Operators rarely want to rip out a working switch to add prepaid credit control. The switch is already good at what it does: routing calls, handling SIP signalling, and managing media. What it usually lacks is the real-time commercial brain that decides whether a specific call can proceed, how fast it should burn credit, and when it must end.
Seshnova fills that role as a control layer. The switch stays in charge of the call path, and the platform makes the authorise, rate, and disconnect decisions against live balances and rate decks. The two communicate over a documented API surface, so the integration is an addition to the existing stack rather than a rebuild of it.
The integration points
Prepaid control touches a call at a few precise moments. Each one is a clear exchange between the switch and the platform rather than a vague coupling.
Authorise at call setup
Before the call connects, the platform checks the PIN or account, confirms there is enough balance, and validates the dialled destination against the active A-Z rate deck. The switch only proceeds once it has an authorisation decision.
Live rating and balance reservation
While the call is up, the platform rates per second against the destination rate and reserves balance as the call burns through it. This keeps the remaining credit accurate in real time rather than only at the end of the call.
Forced disconnect and teardown
When credit reaches zero or a fraud cap is hit, the platform issues a disconnect instruction. The switch tears down the session immediately so the operator never carries unfunded traffic past the cut-off point.
Concurrency tracking
Active sessions are tracked across the switch so simultaneous calls on the same balance cannot each spend the full amount. Concurrency limits and fraud caps are enforced against the live session count.
CDR capture and reconciliation
Every authorised, rated, and terminated call produces a CDR. These records support reconciliation against switch logs and downstream reporting, so charged usage and switched usage stay aligned.
What you integrate vs what the platform handles
A clean integration depends on a clear split of duties. The operator owns the call path and the signals; the platform owns the money, the entitlement, and the records.
You provide
- Switch and SIP events for call setup, answer, and release.
- The dialled destination, calling identity, and PIN or account reference at setup.
- Honouring of disconnect instructions so sessions end on the cut-off signal.
- Routing and media handling, which remain entirely on the switch side.
The platform handles
- Real-time per-second rating against A-Z rate decks.
- Balance and PIN control, reservation, and live deduction.
- Entitlement and enforcement, including hard cut-off and fraud caps.
- CDR generation, multi-brand and reseller separation, and records for reconciliation.
Fits existing carrier stacks
The control layer is designed to work with the environments operators already run. SIP, softswitch, and proxy deployments can all sit in front of the platform, because the integration relies on call events and disconnect instructions rather than on any one vendor or topology.
A documented API surface keeps the work contained.
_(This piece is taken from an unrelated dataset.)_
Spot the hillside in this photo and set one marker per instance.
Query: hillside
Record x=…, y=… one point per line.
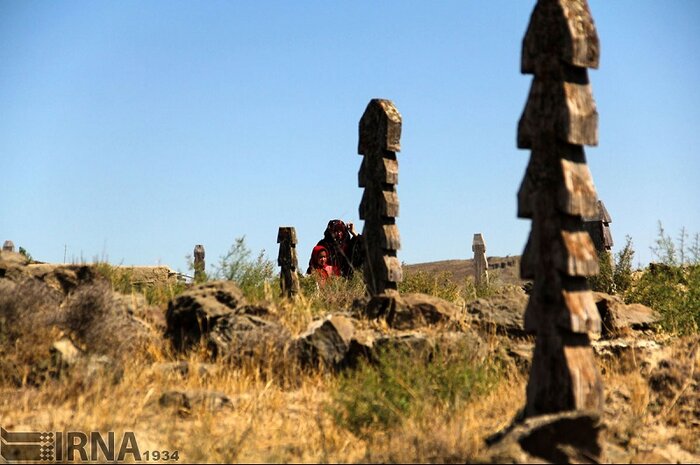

Teams integrate against defined exchanges for authorisation, live rating, and teardown, so they can add prepaid control without re-architecting the switch or replacing components that already work. The same surface supports multi-brand and reseller separation, so several products can share the infrastructure while keeping their balances, rate decks, and records apart.
The result is an addition rather than a migration of the call path. The switch keeps routing and media; the platform supplies the real-time credit control, hard cut-off enforcement, and CDRs that prepaid voice and calling cards depend on.